The human spirit, the brute spirit, the vegetable spirit–all are mere names to fill a void. The spirit of the oak, the beech, the pine, the palm–how different! how different the plan or idea or interior economies of each, though the chemical and mechanical processes are the same, the same mineral and gaseous elements build them up, the same sun is their architect! But what physical principle can account for the difference between a pine and an oak, or, for that matter, between a man and his dog, or a bird and a fish, or a crow and a lark? What play and action or interaction and reaction of purely chemical and mechanical forces can throw any light on the course evolution has taken in the animal life of the globe–why the camel is the camel, and the horse the horse? or in the development of the nervous system, or the circulatory system, or the digestive system, or of the eye, or of the ear?

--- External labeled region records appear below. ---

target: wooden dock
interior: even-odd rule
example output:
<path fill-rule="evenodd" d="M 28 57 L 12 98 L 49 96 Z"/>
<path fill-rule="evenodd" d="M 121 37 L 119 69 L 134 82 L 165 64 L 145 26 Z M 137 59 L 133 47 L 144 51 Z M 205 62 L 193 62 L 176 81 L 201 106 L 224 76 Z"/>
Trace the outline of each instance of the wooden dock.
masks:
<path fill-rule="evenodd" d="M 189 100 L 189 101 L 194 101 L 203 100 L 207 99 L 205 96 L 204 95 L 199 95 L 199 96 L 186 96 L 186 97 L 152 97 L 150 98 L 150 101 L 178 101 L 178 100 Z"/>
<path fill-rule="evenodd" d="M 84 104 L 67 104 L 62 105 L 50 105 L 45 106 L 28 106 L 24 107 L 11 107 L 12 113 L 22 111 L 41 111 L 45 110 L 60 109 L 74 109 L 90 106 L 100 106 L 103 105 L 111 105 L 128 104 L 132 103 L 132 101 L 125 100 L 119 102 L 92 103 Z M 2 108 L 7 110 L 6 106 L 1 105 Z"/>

A living body is never in a state of chemical repose, but inorganic bodies usually are. Take away the organism and the environment remains essentially the same; take away the environment and the organism changes rapidly and perishes–it goes back to the inorganic. Now, what keeps up the constant interchange–this seesaw? The environment is permanent; the organism is transient. The spray of the falls is permanent; the bow comes and goes. Life struggles to appropriate the environment; a rock, for example, does not, in the same sense, struggle with its surroundings, it weathers passively, but a tree struggles with the winds, and to appropriate minerals and water from the soil, and the leaves struggle to store up the sun’s energy. The body struggles to eliminate poisons or to neutralize them; it becomes immune to certain diseases, learns to resist them; the thing is alive. Organisms struggle with one another; inert bodies clash and pulverize one another, but do not devour one another.